Voilà une romance peu dégourdie. Le Messager (1937) réunit deux stars de l'époque : Jean Gabin et Gaby Morlay. Pour la plupart des spectateurs, ce sera le principal attrait du film : (re)découvrir Gabin jeune, dans sa première période ; voir dans son antiquité tant la mémoire collective l'assimile au vieux loup taciturne et vaguement philosophe chaperonné par les dialogues d'Audiard. Avant-guerre il était assigné aux rôles de séducteurs, voir de pièce maîtresse d'intrigues romantiques où son personnage est souvent dépassé (ou excédé, comme dans Remorques) par les événements.
Ici c'est encore le cas à la nuance près que les auteurs n'ont pas l'air de beaucoup mieux maîtriser ce qu'ils sont censés bâtir. Le Messager est bourrin et sans génie, dramatiquement même ; dès la dixième minute, Gabin vient annoncer à sa nouvelle secrétaire qu'il divorce afin de l'épouser. Nous sommes au lendemain de leur rencontre et aucune justification digne de ce nom n'est de la partie. L'écriture est complètement ridicule mais audacieuse à sa façon, comme le serait un enfant débitant ce qui lui passe par la tête en s'échauffant après avoir connu ses premières aventures sociales.
Les acteurs sont pour la plupart empotés, notamment les principaux, or dans le contexte ils sont le plus professionnels possibles. Sauf en renonçant au sérieux, il n'y aurait pas d'autres façons de donner corps à une écriture si proche de l'aberrant, digne du soap le plus bâclé. Et comme dans les soap médiocres on tache de divertir à défaut de convaincre, voir de tenir debout ; ainsi Le Messager se caractérise par son exotisme anglo-saxon puis africain. Aucune prouesse pour ce dernier, mais la moitié du film se déroulant en Afrique est l'occasion pour les comédiens principaux d'être plus crédibles : c'est le temps de la détresse pour un Gabin en déliquescence et son assistant le niaiseux discipliné (Aumont).

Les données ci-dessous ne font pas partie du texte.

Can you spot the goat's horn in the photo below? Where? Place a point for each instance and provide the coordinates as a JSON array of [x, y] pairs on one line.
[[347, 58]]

La casse est limitée sur les aspects mineurs, en raison de quelques habiletés pour tailler les personnages secondaires ou dans les détails, les agréments (musiques, apparitions..). À l'approche de la conclusion le film gagne en consistance ; du moins, si on sait que c'est foireux dans le fond, ça devient légèrement plaisant. Par goût de l'indulgence il faut prendre les choses à l'envers ; toute cette route semée de médiocrité n'était que l'avant-goût d'une dernière partie vaudevillesque. C'est de la mauvaise foi qu'il faudra pour trouver que ça ait vraiment de la gueule, quand bien même c'est divertissant par son émotivité surjouée et sa grandiloquence sans panache.